To exercise any of these rights, contact us at the email address below. We will respond within 30 days (or the statutory period under GDPR) as required by applicable law.

10. Children's Privacy

Our Service is not directed to individuals under the age of 16. We do not knowingly collect personal information from children. If we become aware that a child has provided us with personal information, we will delete it promptly.

11. International Data Transfers

Our primary application database and server-side application runtime are hosted in Frankfurt, Germany, within the European Union. We use infrastructure, payment, logging, media storage, and platform API providers to operate the Service. Some providers may process limited personal data outside the EU/EEA. Where that happens, we rely on appropriate safeguards such as Standard Contractual Clauses, adequacy decisions, or other GDPR-approved transfer mechanisms.

Our company is based in Poland, an EU member state. The processing of personal data is governed by Polish law and the GDPR, with PUODO (Polish Data Protection Authority) as the lead supervisory authority.

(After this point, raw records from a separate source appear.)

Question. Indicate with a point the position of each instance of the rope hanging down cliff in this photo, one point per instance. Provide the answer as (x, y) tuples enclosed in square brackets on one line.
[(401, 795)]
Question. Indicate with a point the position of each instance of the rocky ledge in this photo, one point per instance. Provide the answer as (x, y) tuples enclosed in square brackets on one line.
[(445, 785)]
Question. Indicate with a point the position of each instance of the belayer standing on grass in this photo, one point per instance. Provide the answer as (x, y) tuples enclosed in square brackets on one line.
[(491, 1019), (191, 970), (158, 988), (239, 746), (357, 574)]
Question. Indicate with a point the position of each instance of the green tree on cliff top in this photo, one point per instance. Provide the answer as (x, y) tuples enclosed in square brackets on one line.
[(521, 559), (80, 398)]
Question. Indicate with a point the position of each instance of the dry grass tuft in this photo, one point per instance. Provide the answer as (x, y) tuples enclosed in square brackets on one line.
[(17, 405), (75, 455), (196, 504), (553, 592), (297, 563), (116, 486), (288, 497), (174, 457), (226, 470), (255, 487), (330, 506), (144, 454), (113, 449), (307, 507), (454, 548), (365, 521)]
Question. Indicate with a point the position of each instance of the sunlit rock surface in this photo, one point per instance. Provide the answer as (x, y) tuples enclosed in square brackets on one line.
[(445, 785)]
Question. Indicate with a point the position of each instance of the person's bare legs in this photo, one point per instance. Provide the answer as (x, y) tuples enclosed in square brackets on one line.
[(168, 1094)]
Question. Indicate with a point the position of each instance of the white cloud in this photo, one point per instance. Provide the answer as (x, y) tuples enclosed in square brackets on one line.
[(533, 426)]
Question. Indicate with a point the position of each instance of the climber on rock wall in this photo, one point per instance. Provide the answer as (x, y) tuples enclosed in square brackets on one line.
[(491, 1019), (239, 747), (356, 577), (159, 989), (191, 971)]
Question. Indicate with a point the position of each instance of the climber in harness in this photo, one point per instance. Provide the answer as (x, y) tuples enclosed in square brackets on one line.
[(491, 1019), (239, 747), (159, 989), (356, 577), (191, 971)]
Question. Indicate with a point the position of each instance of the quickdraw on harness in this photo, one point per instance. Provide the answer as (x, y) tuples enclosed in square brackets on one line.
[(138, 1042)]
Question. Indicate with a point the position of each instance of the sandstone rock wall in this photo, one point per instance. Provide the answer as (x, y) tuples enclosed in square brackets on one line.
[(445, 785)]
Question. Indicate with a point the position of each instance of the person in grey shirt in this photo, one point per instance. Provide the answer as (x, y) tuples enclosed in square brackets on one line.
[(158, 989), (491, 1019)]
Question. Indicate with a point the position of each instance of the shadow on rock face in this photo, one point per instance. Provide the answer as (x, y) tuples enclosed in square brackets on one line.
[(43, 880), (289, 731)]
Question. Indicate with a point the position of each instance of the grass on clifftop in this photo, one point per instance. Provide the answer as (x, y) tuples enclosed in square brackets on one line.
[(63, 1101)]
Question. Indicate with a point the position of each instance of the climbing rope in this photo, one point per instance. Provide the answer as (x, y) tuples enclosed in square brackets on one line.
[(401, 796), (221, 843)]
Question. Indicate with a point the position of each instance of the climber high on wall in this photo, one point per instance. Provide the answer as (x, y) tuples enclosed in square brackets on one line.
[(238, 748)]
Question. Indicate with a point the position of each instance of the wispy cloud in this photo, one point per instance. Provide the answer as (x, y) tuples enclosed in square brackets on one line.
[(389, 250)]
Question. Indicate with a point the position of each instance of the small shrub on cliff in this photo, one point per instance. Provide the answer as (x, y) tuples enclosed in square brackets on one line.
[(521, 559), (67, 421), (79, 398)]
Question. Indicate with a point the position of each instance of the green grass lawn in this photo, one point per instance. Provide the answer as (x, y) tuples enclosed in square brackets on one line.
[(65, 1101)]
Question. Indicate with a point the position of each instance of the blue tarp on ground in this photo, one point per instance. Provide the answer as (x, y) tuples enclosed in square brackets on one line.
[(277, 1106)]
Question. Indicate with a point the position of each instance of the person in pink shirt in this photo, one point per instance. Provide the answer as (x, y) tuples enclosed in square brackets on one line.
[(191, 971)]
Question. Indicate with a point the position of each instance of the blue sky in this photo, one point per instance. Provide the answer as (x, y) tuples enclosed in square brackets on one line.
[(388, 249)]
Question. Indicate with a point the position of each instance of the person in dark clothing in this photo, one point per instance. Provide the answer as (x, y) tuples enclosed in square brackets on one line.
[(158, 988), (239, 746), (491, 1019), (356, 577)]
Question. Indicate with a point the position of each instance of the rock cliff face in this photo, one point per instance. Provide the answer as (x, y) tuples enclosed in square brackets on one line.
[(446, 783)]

12. Changes to This Privacy Policy

We may update this Privacy Policy from time to time. We will notify you of material changes by email or through a notice on our website. Your continued use of the Service after such notification constitutes acceptance of the updated policy.

13. Contact Us

Ampost is operated from Poland (EU). If you have questions, concerns, or requests regarding this Privacy Policy or our data practices, please contact us at:

• Privacy requests: privacy@ampost.io
• Legal requests: legal@ampost.io
• Support: support@ampost.io

You also have the right to lodge a complaint with the Polish Data Protection Authority (PUODO) at uodo.gov.pl.